World / Transport

Boeing agrees to $2.5b settlement of US criminal probe into 737 Max crashes

19:36 pm on 8 January 2021

Boeing Co will pay over $2.5 billion to resolve a US investigation into criminal conspiracy charges related to two fatal 737 Max crashes, the Justice Department said, but the planemaker will not be required to plead guilty.

A Boeing 737 Max (file picture) Photo: 123RF

The settlement includes a criminal fine of $243.6 million and compensation payments to Boeing's 737 Max airline customers of $1.77b, the Justice Department said. It also establishes a $500 million crash-victim beneficiaries fund to compensate heirs, relatives, and legal beneficiaries of passengers killed.

The 737 Max crashes in Indonesia and Ethiopia killed 346 people within five months in 2018 and 2019. They triggered a hailstorm of investigations, frayed US leadership in global aviation and have cost Boeing some $20b.

Plaintiffs' lawyers representing families of victims of the Ethiopian Airlines crash said they were moving forward with civil litigation against Boeing in Chicago.

"The allegations in the deferred prosecution agreement are just the tip of the iceberg of Boeing's wrongdoing," they said in a joint statement.

Boeing is facing around 140 lawsuits by Ethiopian crash victim families and has already settled most of the lawsuits related to the Lion Air disaster in Indonesia.

Because of the crashes, the US Congress in December passed legislation reforming how the Federal Aviation Administration (FAA) certifies new airplanes.
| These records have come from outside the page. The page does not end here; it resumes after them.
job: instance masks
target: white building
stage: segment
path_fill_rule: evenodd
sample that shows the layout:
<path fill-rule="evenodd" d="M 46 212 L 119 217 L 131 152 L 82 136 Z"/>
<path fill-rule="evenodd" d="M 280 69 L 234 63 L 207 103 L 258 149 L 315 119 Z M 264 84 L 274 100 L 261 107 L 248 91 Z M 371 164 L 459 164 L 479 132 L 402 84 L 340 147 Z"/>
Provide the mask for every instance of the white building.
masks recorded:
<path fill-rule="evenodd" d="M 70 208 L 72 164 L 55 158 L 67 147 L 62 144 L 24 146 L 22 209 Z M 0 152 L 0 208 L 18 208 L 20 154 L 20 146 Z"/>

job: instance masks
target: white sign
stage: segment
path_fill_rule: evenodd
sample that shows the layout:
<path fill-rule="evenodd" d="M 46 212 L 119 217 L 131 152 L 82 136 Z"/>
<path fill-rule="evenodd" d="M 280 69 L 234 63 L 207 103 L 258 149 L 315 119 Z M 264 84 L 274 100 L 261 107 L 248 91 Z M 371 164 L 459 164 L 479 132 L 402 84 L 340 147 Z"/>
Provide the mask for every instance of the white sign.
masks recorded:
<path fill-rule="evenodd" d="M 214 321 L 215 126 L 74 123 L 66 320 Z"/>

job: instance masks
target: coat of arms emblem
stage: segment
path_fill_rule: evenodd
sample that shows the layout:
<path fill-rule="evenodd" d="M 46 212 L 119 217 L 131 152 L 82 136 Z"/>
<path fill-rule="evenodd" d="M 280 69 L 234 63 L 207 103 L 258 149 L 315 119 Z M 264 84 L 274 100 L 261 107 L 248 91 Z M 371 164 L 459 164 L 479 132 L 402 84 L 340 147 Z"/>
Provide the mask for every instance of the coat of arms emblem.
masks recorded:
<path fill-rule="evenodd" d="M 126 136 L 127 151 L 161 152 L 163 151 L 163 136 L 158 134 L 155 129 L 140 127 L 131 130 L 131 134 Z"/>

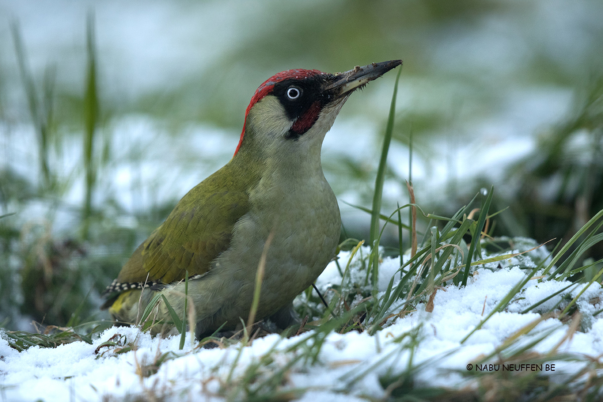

Acting Assistant Attorney General David P. Burns said the tragic crashes "exposed fraudulent and deceptive conduct by employees of one of the world's leading commercial airplane manufacturers."

"Boeing's employees chose the path of profit over candour by concealing material information from the FAA concerning the operation of its 737 Max airplane and engaging in an effort to cover up their deception," he said.

Boeing said it expects to incur additional charges of $743.6m in the fourth quarter as part of the settlement.

In March 2019 the 737 Max was grounded. The grounding was just lifted in November 2020, after Boeing made significant safety upgrades and improvements in pilot training.

Boeing was charged with one count of conspiracy to defraud the United States. The largest US airplane manufacturer faces a three-year deferred prosecution agreement, with the charge dismissed if it complies.

Boeing admitted in court documents that two of its 737 Max flight technical pilots deceived the FAA about a safety system called MCAS, which was tied to both fatal crashes.

Boeing chief executive David Calhoun said in a statement the agreement "appropriately acknowledges how we fell short of our values and expectations."

The deferred prosecution agreement discussed Boeing's financial incentive to secure training that would not require additional pilot simulator time, which could have deterred airlines from buying the plane.

Reuters has reported that Boeing managers told engineers working on the Max, including MCAS, their designs could not trigger more comprehensive training designations from the FAA.

One employee wrote another in 2014 that if the FAA required higher level training it would "cost Boeing tens of millions of dollars!"

The $243m fine, which the Justice Department said was at "low end" of the sentencing guidelines, represents the amount of money Boeing saved by not implementing full-flight simulator training for the 737 Max, the agreement stated.

On MCAS, Boeing disclosed to FAA personnel responsible for determining whether the Max met federal airworthiness standards but it did not disclose it to other FAA key personnel.

The Justice Department said it was not requiring an independent compliance monitor because "the misconduct was neither pervasive across the organization, nor undertaken by a large number of employees, nor facilitated by senior management."

Boeing's board in late 2019 removed its prior chief executive and has created a permanent aerospace safety committee. Boeing has adopted new policies and procedures and conducted training to clarify expectations and requirements governing communications between its flight technical pilots and regulatory authorities.

The airline payment fund will include prior payments already made by the Boeing to airlines, which had to cancel flights due to a shortage of aircraft.

The deal comes almost exactly a year after European rival Airbus agreed a record $4b settlement with France, Britain and the United States over allegations of bribery, fraud and corruption.

Together, the Boeing 737 Max safety scandal and the probe into the use of middlemen at Airbus represent the worst crises to hit the world's largest planemakers in decades and have left both rivals facing new compliance obligations.

DPAs are corporate plea bargains that typically allow a company to avoid criminal charges that could disrupt activities such as access to public contracts, in return for a fine and admission of wrongdoing, as well as internal reforms.